Warm Pewter vs Bancha
Where Warm Pewter belongs to Dulux's range, Bancha is a Farrow & Ball color. Hue-wise, Warm Pewter belongs to the grey family and Bancha to the beige-greige family. Warm Pewter (LRV 39) reflects noticeably more light than Bancha (LRV 13), a difference of 26 points that becomes especially apparent in rooms with limited natural light. Warm Pewter runs neutral while Bancha is decidedly warm, which means they'll respond very differently to warm vs cool light sources. With a ΔE of 32.3, the contrast is hard to miss. These aren't variations on a theme — they're two different answers to the same question. Below you'll find 6 real-room photo comparisons where both colors appear side by side, plus 5 simulated room previews.

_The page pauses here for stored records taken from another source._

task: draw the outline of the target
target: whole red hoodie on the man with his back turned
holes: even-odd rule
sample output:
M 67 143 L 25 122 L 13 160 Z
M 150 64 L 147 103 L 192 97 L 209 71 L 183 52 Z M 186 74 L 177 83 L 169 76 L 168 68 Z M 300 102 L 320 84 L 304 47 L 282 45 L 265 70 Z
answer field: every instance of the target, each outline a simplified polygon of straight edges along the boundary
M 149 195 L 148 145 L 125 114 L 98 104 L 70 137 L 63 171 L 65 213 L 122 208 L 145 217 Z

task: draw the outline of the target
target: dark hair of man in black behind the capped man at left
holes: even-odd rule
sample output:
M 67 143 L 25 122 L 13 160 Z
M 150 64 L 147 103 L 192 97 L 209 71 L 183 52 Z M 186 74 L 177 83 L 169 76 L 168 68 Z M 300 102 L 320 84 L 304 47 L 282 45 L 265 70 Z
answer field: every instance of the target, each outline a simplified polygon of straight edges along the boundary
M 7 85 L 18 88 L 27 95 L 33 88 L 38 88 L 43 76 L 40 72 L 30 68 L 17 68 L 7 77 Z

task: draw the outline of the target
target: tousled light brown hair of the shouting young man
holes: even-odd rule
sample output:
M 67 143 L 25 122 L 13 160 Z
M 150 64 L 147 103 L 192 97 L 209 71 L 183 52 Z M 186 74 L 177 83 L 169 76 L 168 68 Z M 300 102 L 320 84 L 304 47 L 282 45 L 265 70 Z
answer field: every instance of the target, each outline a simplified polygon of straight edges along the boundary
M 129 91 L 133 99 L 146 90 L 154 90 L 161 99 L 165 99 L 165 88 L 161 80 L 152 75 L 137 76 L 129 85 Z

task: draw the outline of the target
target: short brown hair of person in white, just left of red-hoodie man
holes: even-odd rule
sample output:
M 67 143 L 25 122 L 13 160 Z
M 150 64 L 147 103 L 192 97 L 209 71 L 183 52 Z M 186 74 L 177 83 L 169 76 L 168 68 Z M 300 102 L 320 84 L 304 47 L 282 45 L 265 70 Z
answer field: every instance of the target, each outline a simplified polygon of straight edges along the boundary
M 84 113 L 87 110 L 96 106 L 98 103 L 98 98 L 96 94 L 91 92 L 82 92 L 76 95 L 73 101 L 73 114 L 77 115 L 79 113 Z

Warm Pewter vs Bancha in Real Spaces
6 real rooms side by side. Seeing Warm Pewter and Bancha in actual rooms makes the difference concrete; browse the spaces below to get a feel for how each color lives on a wall.
Living Room
In a living room, color works across both daylight and evening light — the same wall can read very differently at noon and at 8pm. The LRV gap is large enough that Warm Pewter will make the room feel meaningfully brighter than Bancha would.
Bedroom
The context that matters most in a bedroom is how a color reads under a bedside lamp at night, not under noon daylight. Warm Pewter reflects noticeably more light off the walls, making the space read more open than Bancha.
Dining Room
A dining room lit by a dimmed pendant or candles is one of the most forgiving environments for paint — warm light softens almost everything. Warm Pewter returns significantly more light to the room — in a smaller or darker space, that difference in perceived brightness is hard to miss.
Bathroom
Bathrooms are one of the few spaces where you're genuinely enclosed by the paint color, which makes the choice between these two more consequential. Warm Pewter reflects noticeably more light off the walls, making the space read more open than Bancha.
Front Door
A front door is a focal point — small color differences read clearly at this concentrated scale. The LRV gap is large enough that Warm Pewter will make the room feel meaningfully brighter than Bancha would.
Kitchen Cabinets
Kitchen cabinets are constantly compared against adjacent materials, which means subtle differences between these two become much more visible. Warm Pewter reflects noticeably more light off the walls, making the space read more open than Bancha.
Color Details
Warm Pewter vs Bancha Simulated Comparison
5 simulated room previews — drag the slider on each to see Warm Pewter on one side and Bancha on the other.
Digital color is approximate. These simulations are generated from the manufacturer's hex values and overlaid on grayscale room photos — your screen's calibration, brightness, and viewing angle all affect how they render. Before committing to either color, test physical samples in your own space under the light you actually live with.
More Warm Pewter comparisons
See how Warm Pewter stacks up against other well-photographed colors across different brands and tones.